I save my amber glass vitamin jars. I wash remove the labels and wash them. Good for storing colloidal silver, Or anything else that reacts to light.


----------



## Seneca (Nov 16, 2012)

I'm a bona fide packrat. I save old bread bags, because I have a great recipe for homemade bread, and I need something to put the loaves in after they cool. So that also means I save the wire ties, the come in handy for closing the bread sack and wire ties work in a pinch like rubber bands, to neaten up cords and wires. If you have a nest of loose wire or half a dozen charger cords that are too long, tie them or rubber band the them. Keeps it neat and makes it less likely you will snarled cords. 

I save plastic coffee cans, because they are great at sealing in odors. Got something stinky like cleaning patches, toss them in a coffee, put the lid on it and you are not stinking the place up with solvent odor. 

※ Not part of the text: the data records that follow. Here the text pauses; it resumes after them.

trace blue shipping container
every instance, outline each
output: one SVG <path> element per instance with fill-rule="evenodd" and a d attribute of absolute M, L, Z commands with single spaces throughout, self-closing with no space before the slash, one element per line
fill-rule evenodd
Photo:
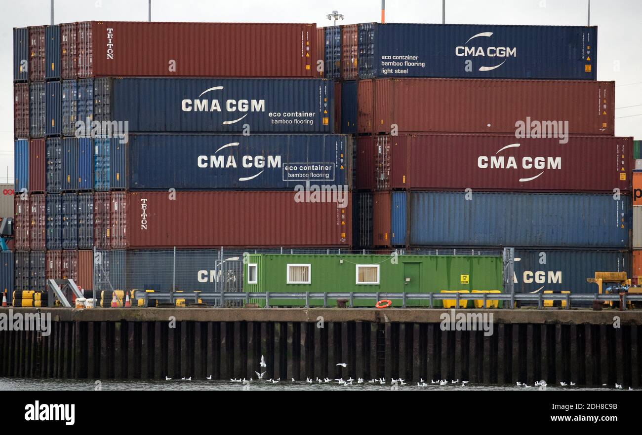
<path fill-rule="evenodd" d="M 60 78 L 60 26 L 48 26 L 44 30 L 45 78 Z"/>
<path fill-rule="evenodd" d="M 131 135 L 128 149 L 132 190 L 292 190 L 306 181 L 352 184 L 349 136 Z"/>
<path fill-rule="evenodd" d="M 64 193 L 62 201 L 62 249 L 76 249 L 78 244 L 78 195 Z"/>
<path fill-rule="evenodd" d="M 628 248 L 631 198 L 611 194 L 413 192 L 410 245 Z M 392 228 L 395 234 L 401 228 Z M 400 243 L 400 244 L 403 244 Z"/>
<path fill-rule="evenodd" d="M 29 141 L 17 139 L 14 142 L 13 173 L 16 193 L 29 190 Z"/>
<path fill-rule="evenodd" d="M 94 247 L 94 194 L 80 193 L 78 196 L 78 249 Z"/>
<path fill-rule="evenodd" d="M 324 79 L 100 78 L 94 120 L 132 133 L 331 133 L 333 94 Z"/>
<path fill-rule="evenodd" d="M 62 139 L 62 191 L 78 189 L 78 140 Z"/>
<path fill-rule="evenodd" d="M 626 272 L 631 276 L 627 251 L 515 250 L 515 291 L 530 293 L 553 290 L 596 293 L 598 286 L 586 282 L 595 272 Z"/>
<path fill-rule="evenodd" d="M 78 114 L 78 90 L 76 80 L 62 81 L 62 135 L 76 135 Z"/>
<path fill-rule="evenodd" d="M 359 77 L 596 80 L 597 27 L 359 25 Z"/>
<path fill-rule="evenodd" d="M 48 250 L 62 248 L 62 200 L 61 195 L 47 195 L 45 200 Z"/>
<path fill-rule="evenodd" d="M 62 131 L 62 90 L 60 81 L 48 81 L 45 89 L 47 98 L 45 101 L 46 125 L 45 133 L 48 136 L 56 136 Z"/>
<path fill-rule="evenodd" d="M 29 79 L 29 31 L 23 27 L 13 29 L 13 80 Z"/>
<path fill-rule="evenodd" d="M 62 140 L 49 137 L 46 142 L 47 193 L 62 191 Z"/>
<path fill-rule="evenodd" d="M 44 137 L 46 94 L 44 82 L 29 83 L 29 132 L 32 138 Z"/>

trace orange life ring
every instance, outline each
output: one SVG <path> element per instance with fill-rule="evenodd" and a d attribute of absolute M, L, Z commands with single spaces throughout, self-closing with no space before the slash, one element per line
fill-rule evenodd
<path fill-rule="evenodd" d="M 392 306 L 392 301 L 390 299 L 382 299 L 374 304 L 375 308 L 388 308 Z"/>

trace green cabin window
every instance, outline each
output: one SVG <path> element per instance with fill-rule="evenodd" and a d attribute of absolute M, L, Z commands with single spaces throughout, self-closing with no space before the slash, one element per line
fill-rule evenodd
<path fill-rule="evenodd" d="M 356 284 L 379 284 L 379 264 L 357 264 Z"/>
<path fill-rule="evenodd" d="M 310 282 L 309 264 L 288 265 L 288 284 L 309 284 Z"/>

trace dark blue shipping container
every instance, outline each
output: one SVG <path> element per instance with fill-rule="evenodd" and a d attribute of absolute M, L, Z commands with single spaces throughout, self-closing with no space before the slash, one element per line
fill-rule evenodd
<path fill-rule="evenodd" d="M 78 80 L 76 89 L 76 120 L 82 121 L 86 124 L 88 119 L 91 123 L 94 119 L 94 79 Z"/>
<path fill-rule="evenodd" d="M 76 135 L 78 89 L 76 80 L 62 81 L 62 135 Z"/>
<path fill-rule="evenodd" d="M 29 79 L 29 31 L 27 28 L 13 29 L 13 80 Z"/>
<path fill-rule="evenodd" d="M 334 83 L 324 79 L 101 78 L 94 120 L 132 133 L 331 133 Z"/>
<path fill-rule="evenodd" d="M 0 292 L 6 293 L 7 302 L 13 293 L 13 268 L 15 267 L 13 253 L 11 251 L 0 252 Z M 0 297 L 2 297 L 0 296 Z M 9 302 L 10 303 L 10 302 Z"/>
<path fill-rule="evenodd" d="M 78 140 L 62 139 L 62 191 L 78 189 Z"/>
<path fill-rule="evenodd" d="M 29 190 L 29 141 L 17 139 L 13 148 L 13 174 L 15 177 L 15 192 Z"/>
<path fill-rule="evenodd" d="M 630 196 L 616 200 L 611 194 L 473 192 L 472 199 L 465 198 L 463 192 L 412 192 L 410 244 L 630 246 Z M 392 231 L 397 234 L 403 228 Z"/>
<path fill-rule="evenodd" d="M 62 200 L 57 194 L 47 195 L 46 246 L 48 250 L 62 249 Z"/>
<path fill-rule="evenodd" d="M 596 293 L 596 284 L 586 282 L 595 272 L 626 272 L 631 276 L 627 251 L 515 250 L 515 291 L 530 293 L 553 290 Z"/>
<path fill-rule="evenodd" d="M 324 77 L 338 79 L 341 77 L 341 26 L 324 28 Z"/>
<path fill-rule="evenodd" d="M 45 101 L 46 125 L 45 133 L 48 136 L 59 135 L 62 131 L 62 90 L 60 81 L 48 81 L 45 89 L 47 98 Z"/>
<path fill-rule="evenodd" d="M 78 249 L 94 247 L 94 194 L 80 193 L 78 196 Z"/>
<path fill-rule="evenodd" d="M 29 83 L 29 132 L 32 138 L 44 137 L 46 95 L 44 82 Z"/>
<path fill-rule="evenodd" d="M 89 138 L 78 140 L 78 190 L 94 188 L 94 142 Z"/>
<path fill-rule="evenodd" d="M 44 30 L 45 78 L 60 78 L 60 26 L 48 26 Z"/>
<path fill-rule="evenodd" d="M 131 135 L 128 149 L 131 190 L 292 190 L 306 181 L 352 185 L 349 136 Z"/>
<path fill-rule="evenodd" d="M 62 194 L 62 249 L 76 249 L 78 246 L 78 201 L 75 193 Z"/>
<path fill-rule="evenodd" d="M 597 27 L 359 25 L 359 77 L 595 80 Z"/>
<path fill-rule="evenodd" d="M 356 134 L 357 82 L 343 81 L 341 87 L 341 133 Z"/>
<path fill-rule="evenodd" d="M 49 137 L 46 143 L 47 193 L 60 193 L 62 191 L 62 140 Z"/>

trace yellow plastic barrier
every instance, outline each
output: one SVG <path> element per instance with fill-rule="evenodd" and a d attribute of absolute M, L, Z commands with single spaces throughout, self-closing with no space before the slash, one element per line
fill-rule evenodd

I save the small shipping boxes from online orders. They come in handy for storing loose items that have a tendency to get away and find the corner with the most dust bunnies. For some reason they seem to stack together fairly well and the contents can be written in the outside of the box with a marker. 

I save plastic jars, same Idea as shipping boxes, added bonus is that I can see what's inside so I really don't have to use a marker. I also save the squeeze bottles with the pull up caps, because I buy a lot of my supplies in bulk. It is a lot easier to dispense dish soap from a saved squeeze bottle than the gallon bulk bottle. 

I save my gallon water bottles, there is four of them in the fridge now, which augments the long term water storage I have stored in larger containers. I draw on the bottles in the fridge, before I break out the big containers. In a short term water off situation it is a lot easier to fill a couple of gallon water bottles than something some what larger. Besides it is always nice to have a glass of ice cold water every now and then.


----------



## HuntingHawk (Dec 16, 2012)

I too save the plastic coffee containers. Mostly I use them for putting dry goods in freezer bags then putting in the coffee containers.

Also, 100% cotton t-shirts after wearing out I wash them one last time, cut them up, & put in coffee containers. Good cleaning rags & especially for gun cleaning.


----------